Just transition metrics for climate transition plans

Anna Triponel

April 15, 2024
Our key takeaway: Embedding just transition i.e., people, into climate transition plans is key, says the Transition Plan Taskforce (TPT) Just Transition Working Group. The buck doesn’t stop there. Companies need to disclose how they’re doing this, underpinned by clear and measurable metrics. Why? To ensure that their just transition plans are robust. To meet the expectations of investors who are increasingly looking for comparable data on the social dimension of sustainability disclosures. To accelerate the just transition. Does this sound complicated? Fear not! The Transition Plan Taskforce (TPT) Just Transition Working Group provides a range of just transition-relevant metrics that can be used by companies following the TPT Disclosure Framework and its Implementation Guidance. While the Just Transition Working Group recognises that companies (and financial institutions) are still in the process of disclosing and implementing just transition in their climate transition plans, the Group issues a call to action: just start somewhere. Perfection is the enemy of progress: “[j]ust transition planning is a journey, and while organisations may be on different parts of this evolution, we all have to start somewhere.”
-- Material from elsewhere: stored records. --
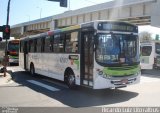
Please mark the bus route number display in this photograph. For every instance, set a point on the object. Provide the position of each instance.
(123, 27)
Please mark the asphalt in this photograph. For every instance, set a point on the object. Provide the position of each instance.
(7, 79)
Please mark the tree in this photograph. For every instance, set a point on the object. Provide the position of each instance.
(145, 36)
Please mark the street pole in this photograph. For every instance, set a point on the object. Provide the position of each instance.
(6, 56)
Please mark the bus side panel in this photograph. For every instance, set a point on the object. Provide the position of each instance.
(21, 60)
(54, 65)
(147, 61)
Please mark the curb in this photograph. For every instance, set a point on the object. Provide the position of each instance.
(7, 79)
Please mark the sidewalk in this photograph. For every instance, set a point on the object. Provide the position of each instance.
(5, 80)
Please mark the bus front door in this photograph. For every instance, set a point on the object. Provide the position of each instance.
(87, 58)
(25, 55)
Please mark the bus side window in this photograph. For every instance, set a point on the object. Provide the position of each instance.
(35, 45)
(71, 42)
(48, 44)
(58, 44)
(31, 46)
(39, 45)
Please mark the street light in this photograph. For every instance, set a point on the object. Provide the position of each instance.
(63, 3)
(40, 13)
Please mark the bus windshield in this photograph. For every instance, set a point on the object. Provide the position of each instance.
(117, 49)
(158, 48)
(13, 47)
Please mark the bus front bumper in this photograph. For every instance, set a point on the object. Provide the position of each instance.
(116, 82)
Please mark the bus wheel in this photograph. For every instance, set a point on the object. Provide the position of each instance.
(32, 70)
(71, 81)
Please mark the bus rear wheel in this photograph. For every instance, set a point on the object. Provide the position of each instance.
(71, 81)
(32, 70)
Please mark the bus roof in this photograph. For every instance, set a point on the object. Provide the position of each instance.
(74, 27)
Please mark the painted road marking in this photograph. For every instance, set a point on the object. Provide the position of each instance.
(145, 79)
(43, 85)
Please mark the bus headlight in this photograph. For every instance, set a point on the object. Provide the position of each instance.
(100, 72)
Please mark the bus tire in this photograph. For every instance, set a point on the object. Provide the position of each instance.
(71, 80)
(32, 69)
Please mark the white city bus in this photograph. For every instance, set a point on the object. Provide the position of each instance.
(150, 55)
(98, 54)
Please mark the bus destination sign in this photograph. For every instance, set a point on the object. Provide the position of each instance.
(121, 26)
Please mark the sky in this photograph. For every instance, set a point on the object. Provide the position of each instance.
(27, 10)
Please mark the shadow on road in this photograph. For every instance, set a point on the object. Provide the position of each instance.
(151, 73)
(81, 97)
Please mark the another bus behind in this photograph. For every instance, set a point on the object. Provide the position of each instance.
(150, 55)
(98, 54)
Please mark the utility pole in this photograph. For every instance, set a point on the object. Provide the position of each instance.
(6, 30)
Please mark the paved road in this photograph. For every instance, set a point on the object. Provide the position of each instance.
(29, 91)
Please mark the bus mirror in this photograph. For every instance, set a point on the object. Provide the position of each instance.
(7, 52)
(0, 39)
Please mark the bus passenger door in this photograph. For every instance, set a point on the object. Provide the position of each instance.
(87, 56)
(25, 49)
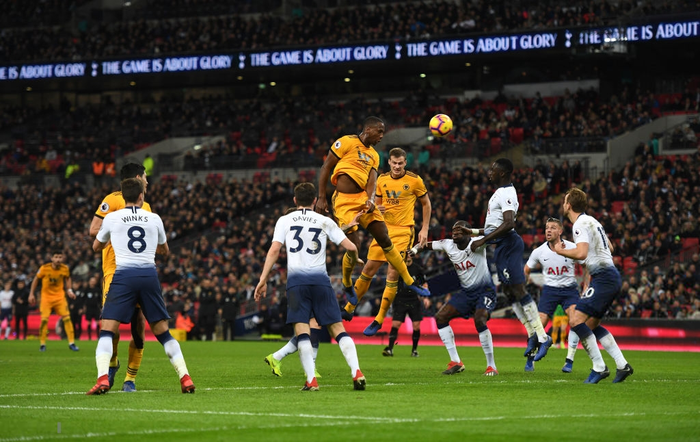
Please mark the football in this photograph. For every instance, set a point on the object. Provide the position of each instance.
(440, 125)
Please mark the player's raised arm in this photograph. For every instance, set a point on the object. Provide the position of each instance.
(31, 298)
(507, 225)
(68, 287)
(427, 210)
(371, 190)
(270, 259)
(579, 253)
(328, 166)
(95, 226)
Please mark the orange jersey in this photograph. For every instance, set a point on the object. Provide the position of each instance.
(53, 282)
(356, 160)
(399, 196)
(112, 202)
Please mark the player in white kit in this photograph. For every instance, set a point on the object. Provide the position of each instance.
(594, 248)
(476, 299)
(136, 236)
(499, 228)
(309, 291)
(560, 285)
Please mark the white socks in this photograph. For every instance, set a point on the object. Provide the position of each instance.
(487, 345)
(533, 316)
(347, 346)
(591, 346)
(307, 358)
(609, 344)
(289, 348)
(448, 338)
(172, 349)
(520, 313)
(103, 354)
(573, 343)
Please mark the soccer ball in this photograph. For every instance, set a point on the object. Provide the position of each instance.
(440, 125)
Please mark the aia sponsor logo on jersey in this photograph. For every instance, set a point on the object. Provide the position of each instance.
(466, 265)
(557, 271)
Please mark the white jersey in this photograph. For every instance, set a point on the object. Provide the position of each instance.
(504, 199)
(134, 233)
(6, 299)
(557, 270)
(472, 267)
(588, 229)
(305, 234)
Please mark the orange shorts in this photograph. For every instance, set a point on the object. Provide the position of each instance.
(401, 236)
(347, 205)
(59, 306)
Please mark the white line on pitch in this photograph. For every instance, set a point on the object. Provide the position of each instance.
(214, 412)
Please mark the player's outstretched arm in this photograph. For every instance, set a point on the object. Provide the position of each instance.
(419, 248)
(579, 253)
(328, 166)
(163, 249)
(371, 189)
(352, 251)
(95, 226)
(97, 246)
(507, 226)
(355, 221)
(270, 259)
(68, 287)
(32, 289)
(427, 210)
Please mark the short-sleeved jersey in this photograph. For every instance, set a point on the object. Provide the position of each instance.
(557, 270)
(305, 234)
(356, 160)
(112, 202)
(134, 233)
(472, 267)
(587, 229)
(53, 281)
(399, 196)
(504, 199)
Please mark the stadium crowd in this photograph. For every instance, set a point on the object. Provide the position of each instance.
(262, 133)
(219, 232)
(316, 26)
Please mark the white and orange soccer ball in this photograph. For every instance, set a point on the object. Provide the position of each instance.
(440, 125)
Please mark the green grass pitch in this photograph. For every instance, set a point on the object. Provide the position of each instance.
(42, 397)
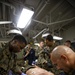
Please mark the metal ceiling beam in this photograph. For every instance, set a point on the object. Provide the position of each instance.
(61, 21)
(5, 22)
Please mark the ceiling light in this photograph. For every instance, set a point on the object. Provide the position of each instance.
(44, 35)
(24, 17)
(54, 37)
(5, 22)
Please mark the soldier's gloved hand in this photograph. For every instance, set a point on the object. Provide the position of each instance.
(38, 71)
The Just Transition Working Group of the Transition Plan Taskforce (TPT) published Putting People at the Heart of Transition Plans: key steps and metrics for issuers (April 2024. This report is to be read alongside ‘A compendium of just transition relevant metrics in 13 disclosure frameworks: April 2024’ which provides just transition-relevant metrics across 13 global disclosure frameworks to support preparers of transition plans:

  • The need for greater clarity around just transition reporting: The report notes that “[e]mphasis is building towards the just transition” - which is defined in the TPT Disclosure Framework and the Explore the Disclosure Recommendations’ guidance (published in October 2023) as “anticipating, assessing, and addressing the social risks and opportunities of the transition to a low-GHG emissions and climate-resilient development, as well as ensuring meaningful dialogue and participation for impacted groups (including workers, communities, supply chains, and consumers) in transition planning.” At the same time, the Just Transition Working Group of the TPT notes that “[w]hile there has been a proliferation of transition plans guidance on mitigation and emissions reduction, the ‘how’ nevertheless remains missing, specifically on the social and people dimension. Aligning, allocating, and accelerating finance for just transition necessitates greater technical clarity around just transition reporting, including what to track and report, and how.” Therefore, these two reports provide greater clarity to companies that are seeking to strengthen their climate transition plans or just transition plans.
  • Connection between the TPT documents and just transition: The report delves into where social considerations are included in the TPT Disclosure Framework and its accompanying Implementation Guidance. The report then looks at the three part of a just transition: 1) “Anticipate, assess and minimise social risks of the transition”; 2) “Identify, enable, and maximise opportunities and benefits of the transition”; and 3) “Ensure meaningful participation and dialogue in planning and execution.” The report describes how the TPT Disclosure Framework and its accompanying Implementation Guidance address these three elements, and provides example corresponding indicators. For instance, when it comes to meaningful participation and dialogue, relevant indicators include “% of employees in investee companies not covered by collective bargaining agreements” or a description of “stakeholder engagements with Indigenous Peoples, Local Communities and affected stakeholders in the assessment and management of nature- related dependencies, impacts, risks and opportunities.”
  • The importance of metrics in just transition planning: The report emphasises the importance of data, metrics and indicators in improving the robustness of just transition planning. It delivers strategic business benefits: “it is the smart thing to do, as a reference point for financial instruments and products for financing the transition, and in providing forward-looking, strategic information to the broader capital markets ecosystem in mainstreaming social considerations in sustainable finance.” It is also critical to just transition planning: “metrics provide the transparency, measurability, comparability, and accountability needed for just transition activities, be it at the transaction, project, or entity level.” The end goal, says the report, is for metrics “to be measurable, material, and traceable over time.” At the same time, the journey must start somewhere. The report recommends that companies “[i]dentify current progress and impacts in just transition.” By doing this, companies are able to adopt a “more forward thinking approach for embedding social considerations in transition planning.” The report also recommends that companies “[i]mplement and pilot just transition planning and disclosures.” More needs to be done in implementing the just transition in climate transition plans and it “requires [companies] to be courageous in their efforts to engage and implement just transition efforts across their targets, operations, and governance.”